Jean-Yves Thibaudet (photo credit: JULIEN CHAUVE)
Jean-Yves Thibaudet
(photo credit: JULIEN CHAUVE)
Anyone who grew up in France in the 1980s may remember a television show called H.I.P. H.O.P. Running for exactly 43 weeks in 1984, the program is credited with laying the groundwork for France’s illustrious hip hop scene. For performer and choreographer Kader Attou, Sunday afternoons turned into TV tutorials, a time for him to soak up all the moves on the screen and then practice endlessly until the next episode aired.
“I was 10 when I discovered H.I.P.H.O.P.,” says Attou, 44, who was born and raised in Lyon, France, to an Algerian family. “In the playground, you didn’t just use a neat turn of phrase to respond to an insult or kick. Coming out of school one day, my mother took me along a path that wasn’t the direct route home. ‘Where are we going, Mum?’ I asked. ‘Just there, to the boxing gym,’ she said. And on this detour, what I found was an American boxing gym. I found a fight, a dance. My first contact with this art was with my fists. As luck would have it, the instructor had a strong penchant for the circus. So the ring went theatrical. That same week, I saw H.I.P.H.O.P. for the first time. Sidney, the host, took kids from the street and put them in the limelight. When the final credits had rolled, I threw a piece of cardboard down on the sidewalk of my neighborhood and started to practice those movements which I needed to master,” he recounts.
Attou spent the rest of his childhood dancing, boxing and dreaming up his future in the arts.
“At one point, it became a life project,” he adds. “I formed a troupe and named it CIE Accrorap. We were a group of friends coming from the same gym, from the rank and file and the same circus training, experiencing the same thrill from dancing. Mourad Merzouki [of Company KAFIG] was one of them.”
In 1994, Accrorap premiered Athina at the Lyon Biennale de la Danse, placing the company on the concert dance map once and for all. Now, almost 25 years later, Accrorap continues to be a relevant and boundary-breaking troupe. In June, Attou will present The Roots, an ode to hip hop performed by 11 male dancers, to Israeli audiences. “
The Roots is a tribute to the hip hop dance, drawing on all that it is: virtuosity, dexterity, inventiveness, poetry, power... I invented through my universe danced paths to show the complexity and richness of this dance. The Roots is a window to hip hop dance, on the people who made this dance, on the DNA of a dancing humanity,” he explains.
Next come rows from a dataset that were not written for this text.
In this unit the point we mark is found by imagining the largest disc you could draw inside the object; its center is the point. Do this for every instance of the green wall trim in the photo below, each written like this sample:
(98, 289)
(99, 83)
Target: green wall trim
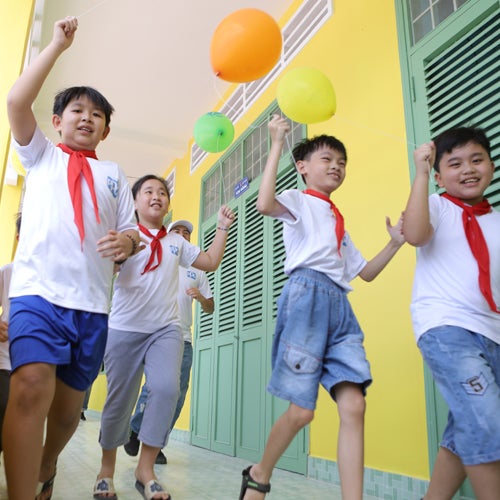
(377, 483)
(180, 435)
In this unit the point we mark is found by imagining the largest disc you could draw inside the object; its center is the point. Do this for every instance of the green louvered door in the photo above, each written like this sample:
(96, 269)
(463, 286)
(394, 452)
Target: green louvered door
(457, 83)
(262, 281)
(214, 384)
(232, 412)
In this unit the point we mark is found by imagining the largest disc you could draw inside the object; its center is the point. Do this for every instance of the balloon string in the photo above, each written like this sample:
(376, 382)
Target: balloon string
(91, 9)
(249, 126)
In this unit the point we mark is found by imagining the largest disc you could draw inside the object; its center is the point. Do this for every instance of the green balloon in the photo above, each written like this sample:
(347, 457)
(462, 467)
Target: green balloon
(213, 132)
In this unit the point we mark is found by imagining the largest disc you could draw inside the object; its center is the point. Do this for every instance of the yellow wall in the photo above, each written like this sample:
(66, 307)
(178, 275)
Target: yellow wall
(15, 25)
(357, 49)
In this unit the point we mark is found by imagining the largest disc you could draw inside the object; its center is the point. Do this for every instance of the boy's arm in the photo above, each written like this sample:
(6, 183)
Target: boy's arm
(26, 88)
(266, 200)
(417, 227)
(378, 263)
(210, 260)
(120, 246)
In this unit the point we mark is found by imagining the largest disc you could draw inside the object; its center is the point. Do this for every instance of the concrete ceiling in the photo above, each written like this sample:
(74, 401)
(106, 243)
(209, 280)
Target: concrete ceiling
(150, 58)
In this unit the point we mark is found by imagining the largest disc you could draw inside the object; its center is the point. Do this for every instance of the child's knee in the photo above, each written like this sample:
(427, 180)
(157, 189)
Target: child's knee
(31, 387)
(300, 417)
(352, 407)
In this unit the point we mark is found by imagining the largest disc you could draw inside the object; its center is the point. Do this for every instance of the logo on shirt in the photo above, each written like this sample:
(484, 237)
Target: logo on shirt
(113, 186)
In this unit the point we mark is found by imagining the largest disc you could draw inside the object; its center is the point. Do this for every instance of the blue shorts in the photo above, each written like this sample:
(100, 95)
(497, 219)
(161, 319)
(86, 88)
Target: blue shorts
(466, 369)
(317, 340)
(41, 332)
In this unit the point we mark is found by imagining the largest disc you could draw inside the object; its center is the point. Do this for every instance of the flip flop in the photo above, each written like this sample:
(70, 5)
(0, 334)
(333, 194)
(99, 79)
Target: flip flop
(249, 482)
(46, 487)
(151, 489)
(104, 489)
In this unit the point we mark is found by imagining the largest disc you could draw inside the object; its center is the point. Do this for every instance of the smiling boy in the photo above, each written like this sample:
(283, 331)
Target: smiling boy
(78, 218)
(455, 304)
(317, 339)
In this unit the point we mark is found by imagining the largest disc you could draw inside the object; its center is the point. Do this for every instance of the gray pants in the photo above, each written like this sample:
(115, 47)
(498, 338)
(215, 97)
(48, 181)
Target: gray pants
(128, 355)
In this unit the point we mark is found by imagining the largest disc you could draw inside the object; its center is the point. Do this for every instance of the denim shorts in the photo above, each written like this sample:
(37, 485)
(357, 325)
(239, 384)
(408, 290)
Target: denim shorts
(466, 369)
(41, 332)
(317, 340)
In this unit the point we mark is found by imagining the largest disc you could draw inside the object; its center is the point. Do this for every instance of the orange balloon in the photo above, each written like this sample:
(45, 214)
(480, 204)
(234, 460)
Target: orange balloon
(245, 46)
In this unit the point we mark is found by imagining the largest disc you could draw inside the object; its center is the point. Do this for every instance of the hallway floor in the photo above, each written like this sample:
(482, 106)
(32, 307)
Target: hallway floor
(191, 473)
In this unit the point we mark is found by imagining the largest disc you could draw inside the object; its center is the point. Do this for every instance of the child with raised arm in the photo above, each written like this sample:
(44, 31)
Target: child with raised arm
(318, 339)
(78, 218)
(456, 304)
(145, 336)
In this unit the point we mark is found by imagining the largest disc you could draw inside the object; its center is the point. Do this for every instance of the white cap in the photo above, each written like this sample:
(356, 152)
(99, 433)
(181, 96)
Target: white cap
(184, 223)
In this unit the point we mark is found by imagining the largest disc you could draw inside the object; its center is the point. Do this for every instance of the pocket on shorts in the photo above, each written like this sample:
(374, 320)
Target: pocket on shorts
(299, 361)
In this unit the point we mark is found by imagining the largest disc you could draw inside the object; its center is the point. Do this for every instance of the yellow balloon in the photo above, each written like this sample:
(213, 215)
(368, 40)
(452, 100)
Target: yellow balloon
(306, 95)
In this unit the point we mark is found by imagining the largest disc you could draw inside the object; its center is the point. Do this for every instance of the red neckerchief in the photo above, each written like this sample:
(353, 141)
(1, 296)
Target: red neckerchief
(339, 220)
(78, 165)
(156, 248)
(477, 243)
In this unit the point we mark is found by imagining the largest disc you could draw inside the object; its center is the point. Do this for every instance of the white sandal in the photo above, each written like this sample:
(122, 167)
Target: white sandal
(104, 489)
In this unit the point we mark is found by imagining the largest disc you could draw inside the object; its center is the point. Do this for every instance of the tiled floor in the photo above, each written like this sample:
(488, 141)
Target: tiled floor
(191, 474)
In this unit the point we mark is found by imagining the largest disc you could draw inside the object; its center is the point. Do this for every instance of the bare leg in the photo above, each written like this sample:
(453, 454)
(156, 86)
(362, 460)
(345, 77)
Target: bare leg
(485, 479)
(32, 389)
(350, 453)
(108, 463)
(281, 435)
(145, 468)
(447, 476)
(62, 421)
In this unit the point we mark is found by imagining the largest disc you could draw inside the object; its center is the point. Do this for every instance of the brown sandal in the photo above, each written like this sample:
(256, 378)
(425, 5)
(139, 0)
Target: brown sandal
(249, 482)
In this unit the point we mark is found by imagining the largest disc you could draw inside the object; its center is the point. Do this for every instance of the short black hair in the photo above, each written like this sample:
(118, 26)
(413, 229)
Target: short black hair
(139, 182)
(64, 97)
(452, 138)
(306, 147)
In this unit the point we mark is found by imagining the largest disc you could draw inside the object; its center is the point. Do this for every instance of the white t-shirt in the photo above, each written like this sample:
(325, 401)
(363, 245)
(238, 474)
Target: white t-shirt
(5, 275)
(190, 278)
(49, 259)
(310, 239)
(446, 288)
(145, 303)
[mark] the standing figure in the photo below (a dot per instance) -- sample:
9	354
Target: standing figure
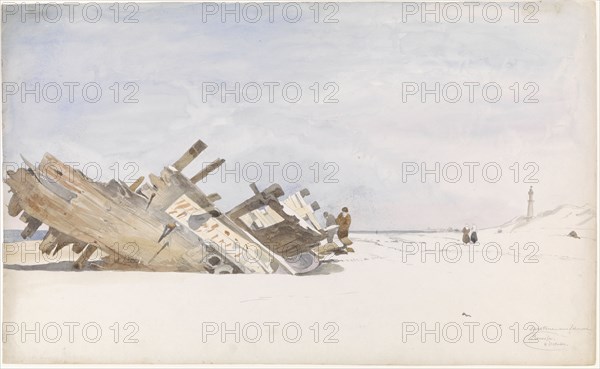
474	234
329	221
466	238
343	220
His cast is comprised of the field’s best dancers, handpicked for their virtuosity, passion and ability to communicate with the audience. That said, many of them come from different backgrounds. As hip hop dance has endless styles and techniques folded into one genre, not every performer arrives with the same tools. As such, Attou’s goal is to find cohesion among them, to present a united group rather than 11 stars.
“I always look for ways to build bridges among them, to bond them by also appealing to what they are, to their differences and their richness, which also makes the strength of my pieces,” he says.
With The Roots, as well as Attou’s previous works such as Pourquoi Pas and Les Corps Etrangers, he has managed to evade the stigma that hip hop is entertainment rather than art. “I do not create to please, not to entertain the crowds, but I always imagine my pieces with generosity, sincerity with a real artistic concern and a challenge of every moment. Through my choreography, I try to speak to the greatest number of people. The Roots is a piece that can touch children and older people. I never try to please a particular type of audience. I never calculate; I look for a certain universality,” he asserts.
‘The Roots’ will be performed at the Herzliya Performing Arts Center on June 13-16 (www.hoh-herzliya.co.il) and at the Haifa Auditorium on June 18 (www.ethos.co.il).